Das Thema „fast fashion“ ist eine andere Story wert. Und doch erinnert es irgendwie an die Zahlen, die in den letzten Tagen vom Berliner Online-Modehändler Zalando bekannt wurden. Die Verlust-Kurve purzelte, und zwar mehr als „fast“. Im dritten Quartal 2018 machte der bereinigte Verlust vor Steuern und Zinsen 38,9 Millionen Euro aus. Damit haben sich die Einbußen gegenüber zum Vorjahr mehr als verdreifacht. Die Aktionäre rutschten bereits im Sommer unruhig auf ihren Sesseln, jetzt vermutlich noch mehr.

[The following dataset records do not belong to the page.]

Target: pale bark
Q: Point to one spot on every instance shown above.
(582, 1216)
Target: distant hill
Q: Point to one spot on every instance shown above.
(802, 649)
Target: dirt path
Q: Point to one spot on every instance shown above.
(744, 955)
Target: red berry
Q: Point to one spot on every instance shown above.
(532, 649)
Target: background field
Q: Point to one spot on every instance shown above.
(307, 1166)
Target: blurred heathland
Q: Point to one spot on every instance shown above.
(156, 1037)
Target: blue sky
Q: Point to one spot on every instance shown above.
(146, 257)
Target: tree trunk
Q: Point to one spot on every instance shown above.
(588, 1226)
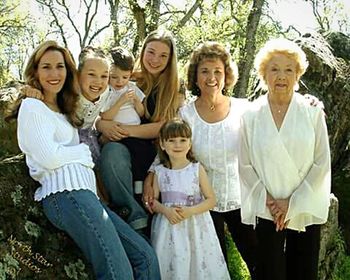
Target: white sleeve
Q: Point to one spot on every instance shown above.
(253, 191)
(313, 194)
(36, 139)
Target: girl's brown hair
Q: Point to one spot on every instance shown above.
(67, 98)
(167, 82)
(175, 127)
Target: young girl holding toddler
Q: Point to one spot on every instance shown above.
(183, 233)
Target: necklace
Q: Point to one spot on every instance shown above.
(52, 105)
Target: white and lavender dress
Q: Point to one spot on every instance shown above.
(190, 249)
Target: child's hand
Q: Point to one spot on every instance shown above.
(29, 91)
(129, 96)
(172, 215)
(184, 212)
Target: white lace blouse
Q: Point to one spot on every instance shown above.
(215, 145)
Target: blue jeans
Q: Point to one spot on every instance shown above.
(116, 174)
(113, 248)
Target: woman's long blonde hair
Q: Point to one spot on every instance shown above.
(67, 98)
(167, 83)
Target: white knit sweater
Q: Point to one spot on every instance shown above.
(53, 153)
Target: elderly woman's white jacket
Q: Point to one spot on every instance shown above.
(292, 162)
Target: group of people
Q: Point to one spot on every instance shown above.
(262, 168)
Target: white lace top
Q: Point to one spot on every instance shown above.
(215, 145)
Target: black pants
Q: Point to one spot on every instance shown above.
(243, 235)
(142, 152)
(287, 254)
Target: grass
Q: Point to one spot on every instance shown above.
(237, 267)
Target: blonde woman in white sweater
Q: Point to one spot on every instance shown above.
(48, 137)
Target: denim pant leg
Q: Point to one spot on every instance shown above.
(115, 170)
(140, 253)
(83, 217)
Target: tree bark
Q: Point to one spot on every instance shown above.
(248, 51)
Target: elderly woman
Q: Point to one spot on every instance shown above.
(284, 167)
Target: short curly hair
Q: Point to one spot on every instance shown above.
(209, 51)
(279, 46)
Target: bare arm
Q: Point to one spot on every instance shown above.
(145, 131)
(114, 110)
(111, 130)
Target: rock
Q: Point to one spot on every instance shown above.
(30, 247)
(330, 247)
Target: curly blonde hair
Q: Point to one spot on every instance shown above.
(211, 51)
(67, 98)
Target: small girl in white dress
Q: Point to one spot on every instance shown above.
(183, 233)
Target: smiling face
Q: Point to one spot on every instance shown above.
(119, 78)
(211, 76)
(93, 78)
(176, 147)
(156, 57)
(51, 72)
(281, 74)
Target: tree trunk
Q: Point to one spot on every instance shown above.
(140, 17)
(248, 52)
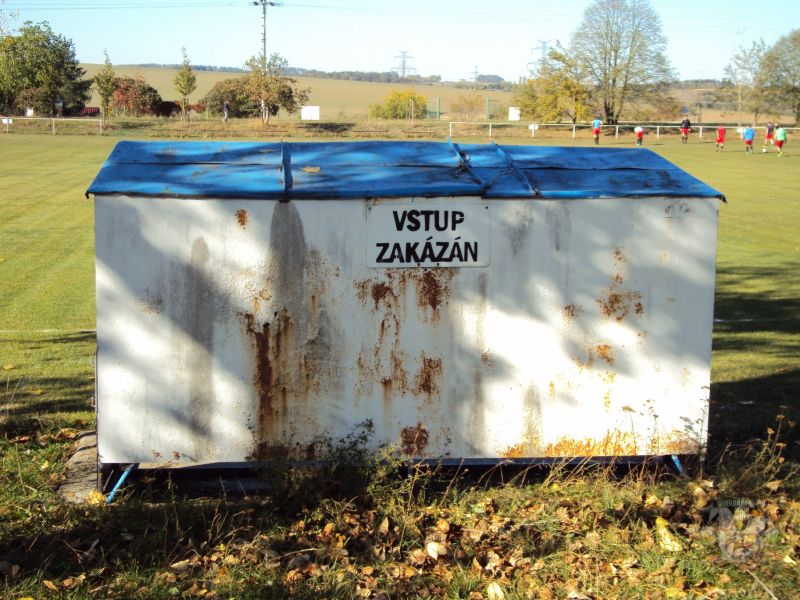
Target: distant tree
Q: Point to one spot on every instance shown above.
(781, 72)
(43, 65)
(5, 20)
(622, 49)
(405, 104)
(185, 83)
(271, 89)
(236, 92)
(106, 84)
(558, 91)
(133, 97)
(744, 83)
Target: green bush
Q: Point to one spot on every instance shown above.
(405, 104)
(235, 91)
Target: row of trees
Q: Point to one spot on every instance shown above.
(39, 70)
(616, 65)
(761, 80)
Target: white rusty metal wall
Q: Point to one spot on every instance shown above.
(229, 329)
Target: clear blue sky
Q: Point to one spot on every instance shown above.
(451, 38)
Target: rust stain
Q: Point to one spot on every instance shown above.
(433, 287)
(153, 303)
(414, 440)
(381, 291)
(571, 311)
(426, 379)
(618, 303)
(516, 451)
(273, 372)
(262, 296)
(362, 290)
(262, 376)
(605, 352)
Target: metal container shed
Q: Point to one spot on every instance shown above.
(473, 302)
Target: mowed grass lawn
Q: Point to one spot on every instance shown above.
(47, 277)
(311, 539)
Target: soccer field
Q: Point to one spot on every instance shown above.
(47, 276)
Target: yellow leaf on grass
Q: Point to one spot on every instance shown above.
(95, 498)
(495, 592)
(666, 540)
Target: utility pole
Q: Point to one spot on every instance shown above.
(403, 68)
(542, 47)
(264, 4)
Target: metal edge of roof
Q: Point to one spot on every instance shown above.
(256, 170)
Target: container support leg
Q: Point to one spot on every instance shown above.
(120, 481)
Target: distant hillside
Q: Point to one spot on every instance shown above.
(338, 99)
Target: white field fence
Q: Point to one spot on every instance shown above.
(50, 125)
(584, 131)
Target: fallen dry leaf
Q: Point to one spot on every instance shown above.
(436, 549)
(181, 566)
(95, 498)
(383, 528)
(495, 592)
(302, 563)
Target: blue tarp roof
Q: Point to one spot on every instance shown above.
(338, 170)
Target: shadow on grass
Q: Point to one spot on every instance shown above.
(329, 128)
(757, 322)
(750, 312)
(741, 411)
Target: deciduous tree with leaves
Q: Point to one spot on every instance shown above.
(559, 91)
(781, 72)
(622, 49)
(185, 83)
(271, 89)
(105, 82)
(40, 64)
(400, 104)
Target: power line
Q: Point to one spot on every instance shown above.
(403, 68)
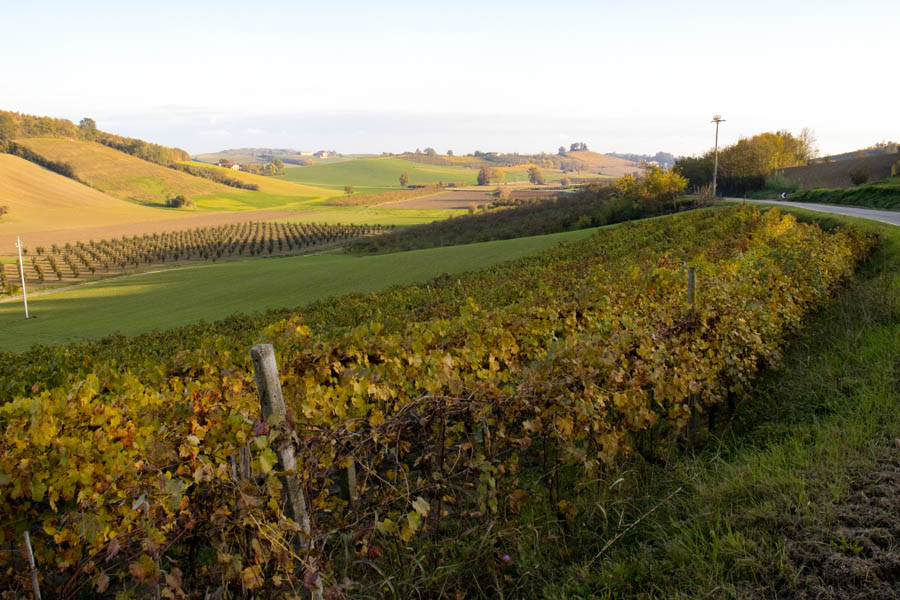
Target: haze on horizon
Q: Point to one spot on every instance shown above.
(363, 77)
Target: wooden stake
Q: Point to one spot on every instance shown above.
(692, 284)
(348, 484)
(34, 581)
(271, 400)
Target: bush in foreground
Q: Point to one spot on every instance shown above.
(470, 407)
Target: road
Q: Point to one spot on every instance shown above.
(885, 216)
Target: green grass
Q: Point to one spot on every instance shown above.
(376, 172)
(884, 194)
(756, 493)
(174, 297)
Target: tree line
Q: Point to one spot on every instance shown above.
(18, 125)
(744, 166)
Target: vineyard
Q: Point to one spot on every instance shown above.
(420, 414)
(72, 261)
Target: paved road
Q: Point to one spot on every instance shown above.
(885, 216)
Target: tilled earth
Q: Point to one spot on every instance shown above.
(858, 555)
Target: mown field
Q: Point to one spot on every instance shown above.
(129, 178)
(179, 296)
(384, 173)
(498, 451)
(39, 200)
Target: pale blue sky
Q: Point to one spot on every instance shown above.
(524, 76)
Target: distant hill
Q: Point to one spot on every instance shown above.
(604, 164)
(39, 200)
(19, 125)
(663, 159)
(120, 174)
(875, 150)
(259, 156)
(836, 173)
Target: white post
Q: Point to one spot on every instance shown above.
(22, 275)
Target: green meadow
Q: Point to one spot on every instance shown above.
(376, 173)
(164, 299)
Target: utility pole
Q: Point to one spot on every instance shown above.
(22, 275)
(716, 119)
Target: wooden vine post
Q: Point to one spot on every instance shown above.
(692, 285)
(271, 401)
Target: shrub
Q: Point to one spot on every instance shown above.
(859, 175)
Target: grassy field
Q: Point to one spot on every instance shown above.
(122, 175)
(883, 194)
(175, 297)
(377, 172)
(39, 199)
(797, 495)
(836, 174)
(129, 178)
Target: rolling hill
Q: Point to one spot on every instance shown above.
(40, 200)
(605, 164)
(377, 172)
(122, 175)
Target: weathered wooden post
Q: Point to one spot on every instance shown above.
(34, 580)
(271, 401)
(692, 284)
(348, 484)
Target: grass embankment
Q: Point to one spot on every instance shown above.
(884, 194)
(796, 497)
(174, 297)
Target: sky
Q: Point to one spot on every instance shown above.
(389, 76)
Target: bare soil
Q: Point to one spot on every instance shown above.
(857, 556)
(105, 232)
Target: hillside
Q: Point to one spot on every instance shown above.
(40, 200)
(120, 174)
(377, 172)
(604, 164)
(837, 174)
(271, 185)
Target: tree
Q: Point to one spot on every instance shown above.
(535, 176)
(859, 175)
(88, 128)
(7, 127)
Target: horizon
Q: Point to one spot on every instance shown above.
(365, 80)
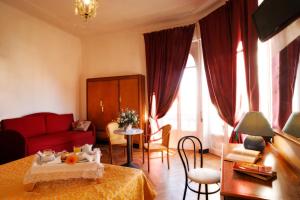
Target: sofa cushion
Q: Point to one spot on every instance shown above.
(58, 123)
(55, 141)
(28, 126)
(80, 138)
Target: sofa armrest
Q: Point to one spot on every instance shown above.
(92, 128)
(12, 146)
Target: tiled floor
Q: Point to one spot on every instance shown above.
(169, 184)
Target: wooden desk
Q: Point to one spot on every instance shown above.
(235, 185)
(117, 183)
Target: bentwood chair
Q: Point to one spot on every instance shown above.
(114, 139)
(194, 174)
(150, 146)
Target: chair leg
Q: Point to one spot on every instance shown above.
(168, 159)
(206, 192)
(199, 190)
(148, 161)
(143, 155)
(110, 153)
(185, 187)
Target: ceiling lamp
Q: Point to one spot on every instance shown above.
(86, 8)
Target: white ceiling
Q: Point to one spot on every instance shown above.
(113, 15)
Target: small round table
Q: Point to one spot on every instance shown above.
(129, 133)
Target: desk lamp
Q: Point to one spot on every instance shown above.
(292, 126)
(255, 125)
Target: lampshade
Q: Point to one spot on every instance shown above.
(254, 123)
(292, 126)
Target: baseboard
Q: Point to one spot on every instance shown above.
(204, 151)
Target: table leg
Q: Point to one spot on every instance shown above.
(129, 159)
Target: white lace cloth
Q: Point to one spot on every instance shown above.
(51, 172)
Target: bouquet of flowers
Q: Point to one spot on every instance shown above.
(127, 118)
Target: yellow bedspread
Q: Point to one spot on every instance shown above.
(117, 183)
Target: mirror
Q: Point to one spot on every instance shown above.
(289, 56)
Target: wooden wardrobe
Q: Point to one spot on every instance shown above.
(107, 96)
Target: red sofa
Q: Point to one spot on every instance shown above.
(45, 131)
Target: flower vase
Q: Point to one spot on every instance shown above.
(128, 128)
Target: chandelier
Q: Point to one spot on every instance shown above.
(86, 8)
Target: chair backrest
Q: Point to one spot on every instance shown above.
(183, 152)
(165, 134)
(110, 127)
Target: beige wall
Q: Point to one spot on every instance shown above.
(284, 37)
(39, 66)
(115, 54)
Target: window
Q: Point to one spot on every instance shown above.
(185, 113)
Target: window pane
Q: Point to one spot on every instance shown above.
(190, 62)
(188, 100)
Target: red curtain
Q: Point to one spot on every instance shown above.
(166, 56)
(230, 24)
(249, 39)
(284, 83)
(220, 62)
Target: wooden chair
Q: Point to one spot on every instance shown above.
(114, 139)
(149, 146)
(199, 175)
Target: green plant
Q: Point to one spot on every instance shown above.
(127, 117)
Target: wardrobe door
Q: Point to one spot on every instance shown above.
(129, 94)
(102, 103)
(131, 91)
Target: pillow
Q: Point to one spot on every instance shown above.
(81, 125)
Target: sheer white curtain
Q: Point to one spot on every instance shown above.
(296, 97)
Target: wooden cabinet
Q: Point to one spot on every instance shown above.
(107, 96)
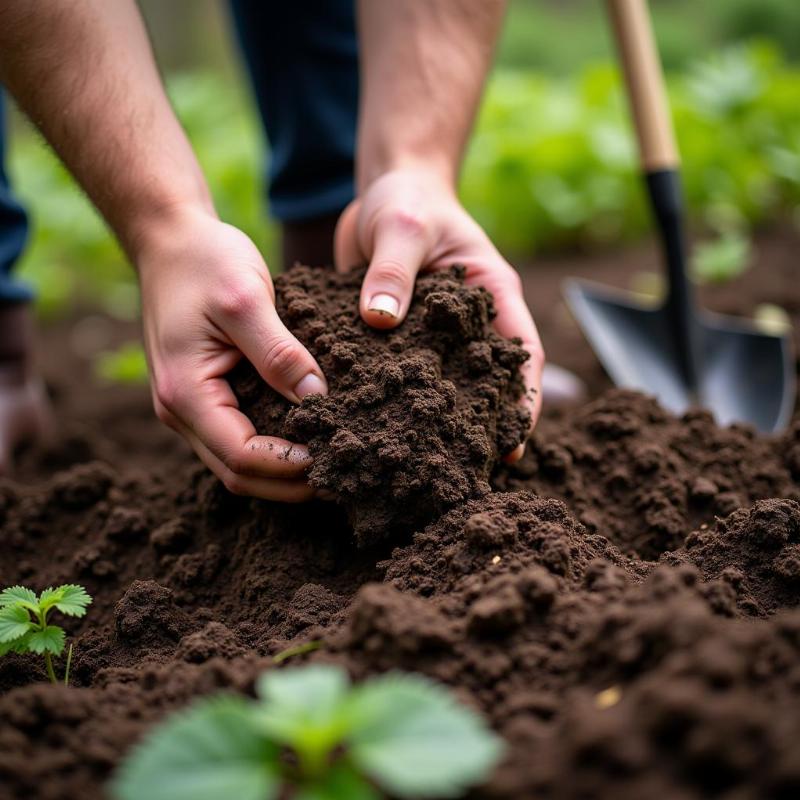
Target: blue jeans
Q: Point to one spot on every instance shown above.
(13, 230)
(302, 58)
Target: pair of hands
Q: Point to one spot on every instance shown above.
(208, 301)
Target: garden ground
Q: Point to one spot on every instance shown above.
(623, 610)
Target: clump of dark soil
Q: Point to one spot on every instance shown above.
(624, 608)
(416, 417)
(643, 477)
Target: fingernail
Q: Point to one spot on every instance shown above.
(311, 384)
(297, 454)
(384, 304)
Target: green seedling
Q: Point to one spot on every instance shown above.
(313, 736)
(24, 626)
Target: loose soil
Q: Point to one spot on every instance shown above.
(623, 607)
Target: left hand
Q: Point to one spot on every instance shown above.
(408, 219)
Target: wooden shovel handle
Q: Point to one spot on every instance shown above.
(644, 79)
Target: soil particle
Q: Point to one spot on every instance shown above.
(416, 417)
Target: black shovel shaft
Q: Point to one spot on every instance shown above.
(666, 199)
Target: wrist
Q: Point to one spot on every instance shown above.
(435, 167)
(162, 224)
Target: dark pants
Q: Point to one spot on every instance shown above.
(302, 57)
(13, 229)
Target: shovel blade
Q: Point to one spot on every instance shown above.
(747, 375)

Den Konsumenten dürfte dies allerdings (noch) egal sein. Hauptsache die Ware kommt rasch nach Hause. Dass in Italien mittlerweile Versandkosten eingeführt wurden, stört die restliche Stammkundschaft vermutlich wenig. Denn das Zalando-Versprechen: „Versand und Retoure kostenlos“ sollte bleiben. Schließlich hat sich die Käuferschar daran gewöhnt, ohne Klick-und-Kreditkarten-Ängste dem sonnabendlichen Shopping-Ritual zu frönen. Dann wird schnell – also „fast“ – ein Kleidungsstück geordert; weil, wer möchte schon überfüllte Läden und Wühltische aufsuchen? Nein, da kauft man lieber gemütlich von der Couch aus sein überlebensnotwendiges, neues Trendteil. Es kostet ja nichts, außer den Verkaufspreis selbstverständlich. Und auch die sind gegenüber den herkömmlichen Ladenpreisen meist günstiger. Schlussverkauf und Aktionen machen es möglich!

Was aber macht man, wenn der Mausklick doch zu schnell erfolgte? In solch einem Fall kann man das gelieferte Paket ebenso hurtig wieder ins nächste Postfach stecken und retournieren. Zalando nahm es bisher „dankbar“ wieder entgegen. Hat sich da eventuell etwas verändert? Neben dem schlecht in den Griff zu bekommenden Retourenmanagement sei die immer kostenintensivere Logistik-Infrastruktur eine der größten Geld-Vertilger, heißt es aus der Zalando-Zentrale.

Die Tiefflieger-Zahlen, das steht Schwarz auf Weiß – besser gesagt in roten Zahlen – auf Papier, dürften dies wohl bestätigen. Möge man nur hoffen, dass „fast fashion“ und „fast delivery“ nicht auch unsere Umwelt schneller als gedacht in den Sturzflug befördern. Aber auch das ist eine andere Geschichte.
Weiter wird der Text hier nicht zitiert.